# What's in an Avocado Toast: A Supply Chain Analysis

![](avocado_wallpaper.jpeg)

You find yourself in London, crafting a delectable avocado toast, a dish that has risen dramatically in popularity on breakfast menus since the 2010s. This straightforward recipe requires just five ingredients: a ripe avocado, half a lemon, a generous pinch of salt flakes, two slices of sourdough bread, and a good drizzle of extra virgin olive oil. Most of these ingredients are now staples in grocery stores, and as you will find with this project, that is no small feat!

In this project, you'll conduct a supply chain analysis of three ingredients used in avocado toast using the Open Food Facts database. This database contains extensive, openly-sourced information on various foods, including their origins. Through this analysis, you will gain an in-depth understanding of the complex supply chain involved in producing a single dish.

Three pairs of files are provided in the data folder:
- A CSV file for each ingredient, such as `avocado.csv`, with data about each food item and countries of origin.
- A TXT file for each ingredient, such as `relevant_avocado_categories`, containing only the category tags of interest for that food.

Here are some other key points about these files:
- Some of the rows of data in each of the three CSV files do not contain relevant data for your investigation. In each dataset, you will need to filter out rows with irrelevant data, based on values in the `categories_tags` column. Examples of categories are fruits, vegetables, and fruit-based oils. Filter the DataFrame to include only rows where `categories_tags` contains one of the tags in the relevant categories for that ingredient.
- Each row of data usually has multiple category tags in the `categories_tags` column.
There is a column in each CSV file called `origins_tags`, which contains strings for the country of origin of each item.

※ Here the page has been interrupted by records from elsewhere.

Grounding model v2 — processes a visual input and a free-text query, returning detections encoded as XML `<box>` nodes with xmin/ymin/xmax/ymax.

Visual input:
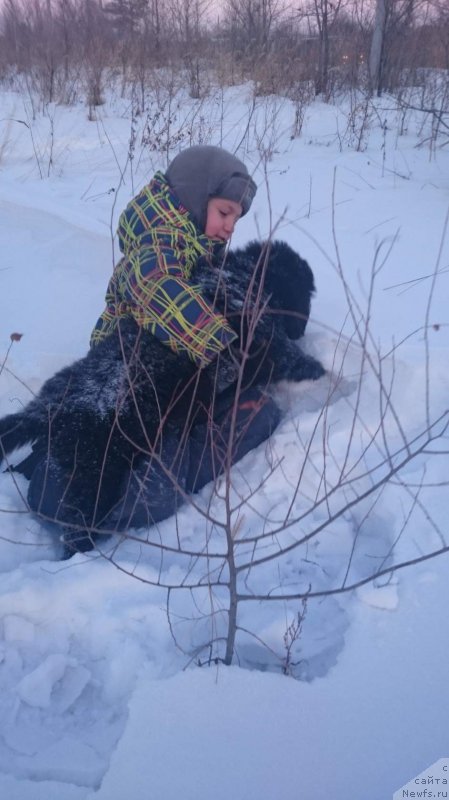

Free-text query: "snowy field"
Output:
<box><xmin>0</xmin><ymin>86</ymin><xmax>449</xmax><ymax>800</ymax></box>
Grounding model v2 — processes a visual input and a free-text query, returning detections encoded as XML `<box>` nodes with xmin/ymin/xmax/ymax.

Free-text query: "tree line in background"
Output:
<box><xmin>0</xmin><ymin>0</ymin><xmax>449</xmax><ymax>106</ymax></box>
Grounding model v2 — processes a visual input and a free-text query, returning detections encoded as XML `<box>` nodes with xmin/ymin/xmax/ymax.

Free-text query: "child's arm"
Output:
<box><xmin>117</xmin><ymin>238</ymin><xmax>237</xmax><ymax>367</ymax></box>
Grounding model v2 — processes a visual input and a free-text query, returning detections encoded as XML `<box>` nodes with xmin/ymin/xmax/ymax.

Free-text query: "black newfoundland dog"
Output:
<box><xmin>0</xmin><ymin>242</ymin><xmax>324</xmax><ymax>554</ymax></box>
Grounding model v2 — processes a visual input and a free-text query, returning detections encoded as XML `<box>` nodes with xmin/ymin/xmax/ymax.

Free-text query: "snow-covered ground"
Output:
<box><xmin>0</xmin><ymin>86</ymin><xmax>449</xmax><ymax>800</ymax></box>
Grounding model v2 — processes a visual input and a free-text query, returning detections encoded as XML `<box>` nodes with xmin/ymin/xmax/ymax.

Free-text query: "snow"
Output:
<box><xmin>0</xmin><ymin>86</ymin><xmax>449</xmax><ymax>800</ymax></box>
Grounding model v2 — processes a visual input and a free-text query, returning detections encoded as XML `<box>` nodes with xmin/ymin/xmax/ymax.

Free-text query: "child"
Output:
<box><xmin>91</xmin><ymin>145</ymin><xmax>257</xmax><ymax>367</ymax></box>
<box><xmin>10</xmin><ymin>146</ymin><xmax>280</xmax><ymax>558</ymax></box>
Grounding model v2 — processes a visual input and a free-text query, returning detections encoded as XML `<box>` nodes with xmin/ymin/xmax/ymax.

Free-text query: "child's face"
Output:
<box><xmin>205</xmin><ymin>197</ymin><xmax>242</xmax><ymax>242</ymax></box>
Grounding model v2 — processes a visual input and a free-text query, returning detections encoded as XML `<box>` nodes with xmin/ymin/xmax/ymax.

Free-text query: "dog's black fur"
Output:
<box><xmin>0</xmin><ymin>242</ymin><xmax>324</xmax><ymax>544</ymax></box>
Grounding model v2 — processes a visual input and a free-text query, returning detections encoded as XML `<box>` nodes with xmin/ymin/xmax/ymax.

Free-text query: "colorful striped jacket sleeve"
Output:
<box><xmin>117</xmin><ymin>233</ymin><xmax>237</xmax><ymax>366</ymax></box>
<box><xmin>91</xmin><ymin>173</ymin><xmax>237</xmax><ymax>367</ymax></box>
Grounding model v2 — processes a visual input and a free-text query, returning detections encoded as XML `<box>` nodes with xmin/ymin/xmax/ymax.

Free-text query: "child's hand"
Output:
<box><xmin>215</xmin><ymin>345</ymin><xmax>241</xmax><ymax>394</ymax></box>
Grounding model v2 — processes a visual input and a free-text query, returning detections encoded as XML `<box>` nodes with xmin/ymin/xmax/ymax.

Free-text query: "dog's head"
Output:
<box><xmin>234</xmin><ymin>241</ymin><xmax>315</xmax><ymax>339</ymax></box>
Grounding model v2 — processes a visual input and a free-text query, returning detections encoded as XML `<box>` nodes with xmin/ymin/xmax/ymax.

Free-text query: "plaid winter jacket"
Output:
<box><xmin>91</xmin><ymin>172</ymin><xmax>236</xmax><ymax>367</ymax></box>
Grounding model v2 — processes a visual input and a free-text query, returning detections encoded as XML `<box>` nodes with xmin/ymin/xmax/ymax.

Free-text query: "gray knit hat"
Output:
<box><xmin>165</xmin><ymin>145</ymin><xmax>257</xmax><ymax>231</ymax></box>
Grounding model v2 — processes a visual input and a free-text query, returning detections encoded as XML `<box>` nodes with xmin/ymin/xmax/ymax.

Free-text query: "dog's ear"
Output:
<box><xmin>265</xmin><ymin>241</ymin><xmax>315</xmax><ymax>339</ymax></box>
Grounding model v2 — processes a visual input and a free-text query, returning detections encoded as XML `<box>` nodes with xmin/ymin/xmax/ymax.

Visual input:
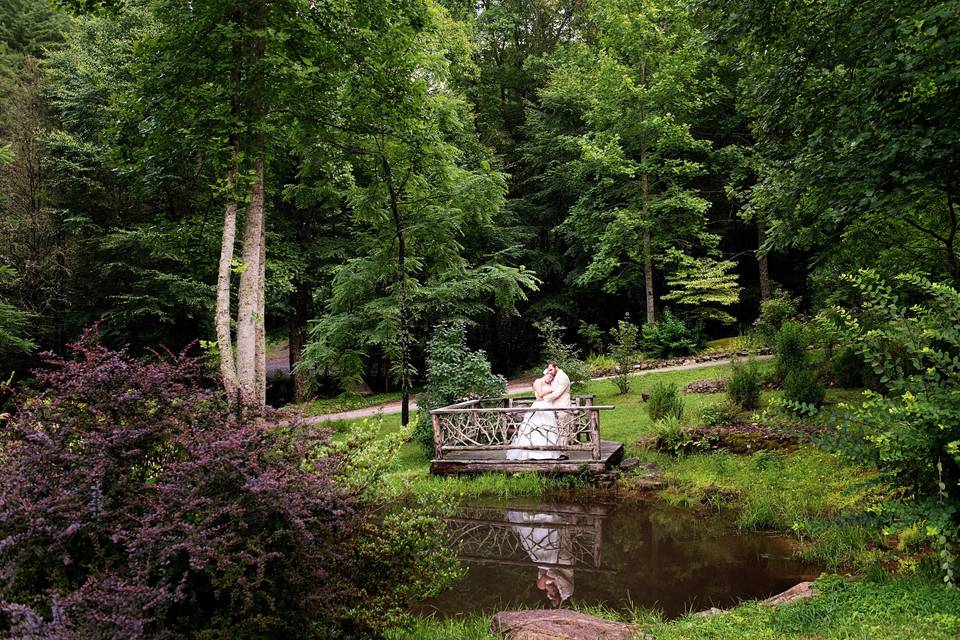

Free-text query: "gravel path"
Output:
<box><xmin>306</xmin><ymin>355</ymin><xmax>773</xmax><ymax>424</ymax></box>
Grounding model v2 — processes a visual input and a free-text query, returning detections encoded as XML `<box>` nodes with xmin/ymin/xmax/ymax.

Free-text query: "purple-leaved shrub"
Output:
<box><xmin>0</xmin><ymin>331</ymin><xmax>454</xmax><ymax>638</ymax></box>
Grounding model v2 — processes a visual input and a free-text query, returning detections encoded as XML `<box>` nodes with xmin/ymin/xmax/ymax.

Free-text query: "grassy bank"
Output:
<box><xmin>336</xmin><ymin>363</ymin><xmax>960</xmax><ymax>640</ymax></box>
<box><xmin>388</xmin><ymin>576</ymin><xmax>960</xmax><ymax>640</ymax></box>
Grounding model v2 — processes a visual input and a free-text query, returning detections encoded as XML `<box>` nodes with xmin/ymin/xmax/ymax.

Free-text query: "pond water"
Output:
<box><xmin>418</xmin><ymin>500</ymin><xmax>820</xmax><ymax>617</ymax></box>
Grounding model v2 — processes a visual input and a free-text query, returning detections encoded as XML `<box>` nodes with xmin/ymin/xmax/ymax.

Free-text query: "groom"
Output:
<box><xmin>543</xmin><ymin>360</ymin><xmax>574</xmax><ymax>448</ymax></box>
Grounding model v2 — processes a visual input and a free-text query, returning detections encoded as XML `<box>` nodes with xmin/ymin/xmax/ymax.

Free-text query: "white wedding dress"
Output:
<box><xmin>507</xmin><ymin>400</ymin><xmax>562</xmax><ymax>460</ymax></box>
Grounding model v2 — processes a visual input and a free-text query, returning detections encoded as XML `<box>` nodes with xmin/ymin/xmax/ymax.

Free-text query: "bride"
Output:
<box><xmin>507</xmin><ymin>369</ymin><xmax>567</xmax><ymax>460</ymax></box>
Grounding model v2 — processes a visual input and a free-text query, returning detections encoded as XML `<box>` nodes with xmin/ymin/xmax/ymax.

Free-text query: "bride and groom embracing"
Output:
<box><xmin>507</xmin><ymin>362</ymin><xmax>572</xmax><ymax>460</ymax></box>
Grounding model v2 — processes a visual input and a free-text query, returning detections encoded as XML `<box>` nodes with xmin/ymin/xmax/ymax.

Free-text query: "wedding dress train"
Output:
<box><xmin>507</xmin><ymin>400</ymin><xmax>562</xmax><ymax>460</ymax></box>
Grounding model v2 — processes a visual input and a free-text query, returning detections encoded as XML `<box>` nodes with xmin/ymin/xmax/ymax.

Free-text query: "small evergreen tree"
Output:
<box><xmin>413</xmin><ymin>320</ymin><xmax>507</xmax><ymax>457</ymax></box>
<box><xmin>533</xmin><ymin>316</ymin><xmax>590</xmax><ymax>386</ymax></box>
<box><xmin>610</xmin><ymin>313</ymin><xmax>640</xmax><ymax>394</ymax></box>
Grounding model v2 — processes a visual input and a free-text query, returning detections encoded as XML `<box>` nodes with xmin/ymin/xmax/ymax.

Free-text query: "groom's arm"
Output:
<box><xmin>543</xmin><ymin>374</ymin><xmax>570</xmax><ymax>402</ymax></box>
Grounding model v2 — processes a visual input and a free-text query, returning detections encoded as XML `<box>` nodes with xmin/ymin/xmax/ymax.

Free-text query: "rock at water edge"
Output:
<box><xmin>490</xmin><ymin>609</ymin><xmax>645</xmax><ymax>640</ymax></box>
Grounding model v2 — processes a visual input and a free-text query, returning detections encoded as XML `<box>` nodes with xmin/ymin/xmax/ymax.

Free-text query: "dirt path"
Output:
<box><xmin>306</xmin><ymin>355</ymin><xmax>773</xmax><ymax>424</ymax></box>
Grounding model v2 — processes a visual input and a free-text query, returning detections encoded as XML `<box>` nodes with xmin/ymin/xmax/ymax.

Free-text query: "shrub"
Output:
<box><xmin>823</xmin><ymin>270</ymin><xmax>960</xmax><ymax>582</ymax></box>
<box><xmin>783</xmin><ymin>368</ymin><xmax>827</xmax><ymax>407</ymax></box>
<box><xmin>0</xmin><ymin>333</ymin><xmax>456</xmax><ymax>638</ymax></box>
<box><xmin>413</xmin><ymin>321</ymin><xmax>507</xmax><ymax>458</ymax></box>
<box><xmin>773</xmin><ymin>320</ymin><xmax>808</xmax><ymax>380</ymax></box>
<box><xmin>610</xmin><ymin>313</ymin><xmax>640</xmax><ymax>394</ymax></box>
<box><xmin>700</xmin><ymin>401</ymin><xmax>740</xmax><ymax>427</ymax></box>
<box><xmin>584</xmin><ymin>354</ymin><xmax>617</xmax><ymax>378</ymax></box>
<box><xmin>647</xmin><ymin>382</ymin><xmax>683</xmax><ymax>422</ymax></box>
<box><xmin>577</xmin><ymin>320</ymin><xmax>605</xmax><ymax>356</ymax></box>
<box><xmin>753</xmin><ymin>291</ymin><xmax>797</xmax><ymax>347</ymax></box>
<box><xmin>642</xmin><ymin>309</ymin><xmax>705</xmax><ymax>358</ymax></box>
<box><xmin>533</xmin><ymin>317</ymin><xmax>590</xmax><ymax>386</ymax></box>
<box><xmin>727</xmin><ymin>360</ymin><xmax>763</xmax><ymax>409</ymax></box>
<box><xmin>830</xmin><ymin>346</ymin><xmax>866</xmax><ymax>389</ymax></box>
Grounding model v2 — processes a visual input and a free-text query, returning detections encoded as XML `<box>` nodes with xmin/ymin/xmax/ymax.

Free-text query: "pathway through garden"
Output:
<box><xmin>306</xmin><ymin>355</ymin><xmax>773</xmax><ymax>424</ymax></box>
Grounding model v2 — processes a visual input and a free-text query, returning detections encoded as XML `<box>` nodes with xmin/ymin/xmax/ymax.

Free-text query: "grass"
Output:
<box><xmin>706</xmin><ymin>336</ymin><xmax>750</xmax><ymax>353</ymax></box>
<box><xmin>291</xmin><ymin>391</ymin><xmax>401</xmax><ymax>416</ymax></box>
<box><xmin>348</xmin><ymin>362</ymin><xmax>960</xmax><ymax>640</ymax></box>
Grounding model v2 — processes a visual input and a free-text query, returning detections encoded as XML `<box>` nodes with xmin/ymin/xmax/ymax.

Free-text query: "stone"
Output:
<box><xmin>763</xmin><ymin>582</ymin><xmax>817</xmax><ymax>607</ymax></box>
<box><xmin>633</xmin><ymin>436</ymin><xmax>657</xmax><ymax>451</ymax></box>
<box><xmin>683</xmin><ymin>378</ymin><xmax>727</xmax><ymax>393</ymax></box>
<box><xmin>490</xmin><ymin>609</ymin><xmax>649</xmax><ymax>640</ymax></box>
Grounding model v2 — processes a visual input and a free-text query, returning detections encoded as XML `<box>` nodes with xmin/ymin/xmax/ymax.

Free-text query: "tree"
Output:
<box><xmin>308</xmin><ymin>2</ymin><xmax>535</xmax><ymax>425</ymax></box>
<box><xmin>131</xmin><ymin>0</ymin><xmax>350</xmax><ymax>413</ymax></box>
<box><xmin>541</xmin><ymin>0</ymin><xmax>718</xmax><ymax>323</ymax></box>
<box><xmin>610</xmin><ymin>314</ymin><xmax>640</xmax><ymax>395</ymax></box>
<box><xmin>663</xmin><ymin>251</ymin><xmax>740</xmax><ymax>324</ymax></box>
<box><xmin>700</xmin><ymin>0</ymin><xmax>960</xmax><ymax>291</ymax></box>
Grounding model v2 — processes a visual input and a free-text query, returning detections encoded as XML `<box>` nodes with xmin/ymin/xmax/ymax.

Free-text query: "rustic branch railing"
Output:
<box><xmin>430</xmin><ymin>396</ymin><xmax>613</xmax><ymax>460</ymax></box>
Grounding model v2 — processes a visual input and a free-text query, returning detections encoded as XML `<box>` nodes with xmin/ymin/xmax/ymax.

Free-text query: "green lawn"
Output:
<box><xmin>344</xmin><ymin>362</ymin><xmax>960</xmax><ymax>640</ymax></box>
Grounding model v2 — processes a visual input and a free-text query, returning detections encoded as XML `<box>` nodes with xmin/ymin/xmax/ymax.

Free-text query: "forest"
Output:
<box><xmin>0</xmin><ymin>0</ymin><xmax>960</xmax><ymax>640</ymax></box>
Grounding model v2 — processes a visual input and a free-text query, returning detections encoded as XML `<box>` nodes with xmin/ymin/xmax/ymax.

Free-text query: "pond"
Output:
<box><xmin>418</xmin><ymin>500</ymin><xmax>820</xmax><ymax>618</ymax></box>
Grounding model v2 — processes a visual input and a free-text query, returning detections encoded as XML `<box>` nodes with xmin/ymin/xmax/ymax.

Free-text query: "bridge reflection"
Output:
<box><xmin>447</xmin><ymin>505</ymin><xmax>607</xmax><ymax>607</ymax></box>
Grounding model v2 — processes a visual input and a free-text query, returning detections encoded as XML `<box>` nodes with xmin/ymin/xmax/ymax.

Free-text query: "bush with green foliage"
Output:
<box><xmin>641</xmin><ymin>309</ymin><xmax>706</xmax><ymax>358</ymax></box>
<box><xmin>653</xmin><ymin>416</ymin><xmax>710</xmax><ymax>456</ymax></box>
<box><xmin>830</xmin><ymin>346</ymin><xmax>866</xmax><ymax>389</ymax></box>
<box><xmin>753</xmin><ymin>291</ymin><xmax>797</xmax><ymax>347</ymax></box>
<box><xmin>413</xmin><ymin>320</ymin><xmax>507</xmax><ymax>458</ymax></box>
<box><xmin>0</xmin><ymin>264</ymin><xmax>36</xmax><ymax>356</ymax></box>
<box><xmin>783</xmin><ymin>367</ymin><xmax>827</xmax><ymax>411</ymax></box>
<box><xmin>700</xmin><ymin>400</ymin><xmax>741</xmax><ymax>427</ymax></box>
<box><xmin>823</xmin><ymin>270</ymin><xmax>960</xmax><ymax>582</ymax></box>
<box><xmin>610</xmin><ymin>313</ymin><xmax>640</xmax><ymax>394</ymax></box>
<box><xmin>533</xmin><ymin>316</ymin><xmax>590</xmax><ymax>386</ymax></box>
<box><xmin>773</xmin><ymin>320</ymin><xmax>809</xmax><ymax>381</ymax></box>
<box><xmin>727</xmin><ymin>360</ymin><xmax>763</xmax><ymax>409</ymax></box>
<box><xmin>647</xmin><ymin>382</ymin><xmax>683</xmax><ymax>422</ymax></box>
<box><xmin>577</xmin><ymin>320</ymin><xmax>605</xmax><ymax>356</ymax></box>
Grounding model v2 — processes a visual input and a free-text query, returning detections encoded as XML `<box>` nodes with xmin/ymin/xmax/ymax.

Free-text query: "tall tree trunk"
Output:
<box><xmin>756</xmin><ymin>213</ymin><xmax>770</xmax><ymax>300</ymax></box>
<box><xmin>390</xmin><ymin>205</ymin><xmax>410</xmax><ymax>427</ymax></box>
<box><xmin>214</xmin><ymin>151</ymin><xmax>240</xmax><ymax>409</ymax></box>
<box><xmin>640</xmin><ymin>174</ymin><xmax>657</xmax><ymax>324</ymax></box>
<box><xmin>289</xmin><ymin>280</ymin><xmax>313</xmax><ymax>402</ymax></box>
<box><xmin>253</xmin><ymin>201</ymin><xmax>267</xmax><ymax>407</ymax></box>
<box><xmin>237</xmin><ymin>137</ymin><xmax>263</xmax><ymax>414</ymax></box>
<box><xmin>383</xmin><ymin>158</ymin><xmax>410</xmax><ymax>427</ymax></box>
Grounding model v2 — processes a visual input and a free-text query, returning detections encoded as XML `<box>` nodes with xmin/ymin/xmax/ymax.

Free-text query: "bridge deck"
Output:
<box><xmin>430</xmin><ymin>440</ymin><xmax>623</xmax><ymax>475</ymax></box>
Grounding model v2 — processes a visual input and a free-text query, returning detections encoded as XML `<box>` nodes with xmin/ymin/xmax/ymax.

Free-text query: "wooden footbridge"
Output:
<box><xmin>430</xmin><ymin>396</ymin><xmax>623</xmax><ymax>474</ymax></box>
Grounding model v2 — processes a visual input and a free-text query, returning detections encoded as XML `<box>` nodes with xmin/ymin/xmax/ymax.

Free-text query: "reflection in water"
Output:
<box><xmin>420</xmin><ymin>502</ymin><xmax>819</xmax><ymax>616</ymax></box>
<box><xmin>507</xmin><ymin>511</ymin><xmax>574</xmax><ymax>607</ymax></box>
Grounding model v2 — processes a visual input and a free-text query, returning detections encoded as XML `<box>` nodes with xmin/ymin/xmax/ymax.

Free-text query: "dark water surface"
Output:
<box><xmin>418</xmin><ymin>500</ymin><xmax>820</xmax><ymax>617</ymax></box>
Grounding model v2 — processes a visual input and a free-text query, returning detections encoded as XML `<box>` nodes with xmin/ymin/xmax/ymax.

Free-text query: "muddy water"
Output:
<box><xmin>419</xmin><ymin>500</ymin><xmax>819</xmax><ymax>617</ymax></box>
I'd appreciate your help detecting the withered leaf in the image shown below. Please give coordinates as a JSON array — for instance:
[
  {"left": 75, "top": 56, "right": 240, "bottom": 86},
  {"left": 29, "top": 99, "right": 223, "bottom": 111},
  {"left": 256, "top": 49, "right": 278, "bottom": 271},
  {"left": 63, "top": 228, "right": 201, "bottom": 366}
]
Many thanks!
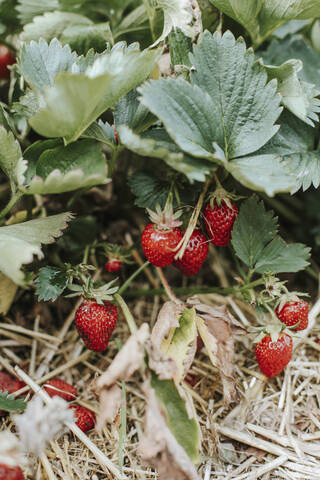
[
  {"left": 187, "top": 297, "right": 238, "bottom": 404},
  {"left": 139, "top": 382, "right": 199, "bottom": 480}
]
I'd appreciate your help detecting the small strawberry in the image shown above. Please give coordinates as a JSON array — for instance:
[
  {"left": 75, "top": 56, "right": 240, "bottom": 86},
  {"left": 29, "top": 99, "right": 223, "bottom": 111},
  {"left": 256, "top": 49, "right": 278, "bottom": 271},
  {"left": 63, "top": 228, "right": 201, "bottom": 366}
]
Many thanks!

After completing this project, you'll be armed with a list of ingredients and their countries of origin and be well-positioned to launch into other analyses that explore how long, on average, these ingredients spend at sea.

[Open Food Facts database](https://world.openfoodfacts.org/)

Apply your data manipulation and analysis skills to investigate the supply chain of ingredients for making avocado toast in the U.K. Your task is to determine the following information:

- The name of the most common country of origin for each of the three key ingredients: avocados, olive oil, and sourdough.
Store the most common country of origin for each ingredient in the following variables: top_avocado_origin, top_olive_oil_origin, and top_sourdough_origin. Ensure that the country names contain only letters (A-Z) and spaces, with no hyphens or other characters.

To focus your analysis, subset each of the DataFrames to include only these relevant columns: 'code', 'lc', 'productnameen', 'quantity', 'servingsize', 'packagingtags', 'brands', 'brandstags', 'categoriestags', 'labelstags', 'countries', 'countriestags', 'origins', 'origins_tags'.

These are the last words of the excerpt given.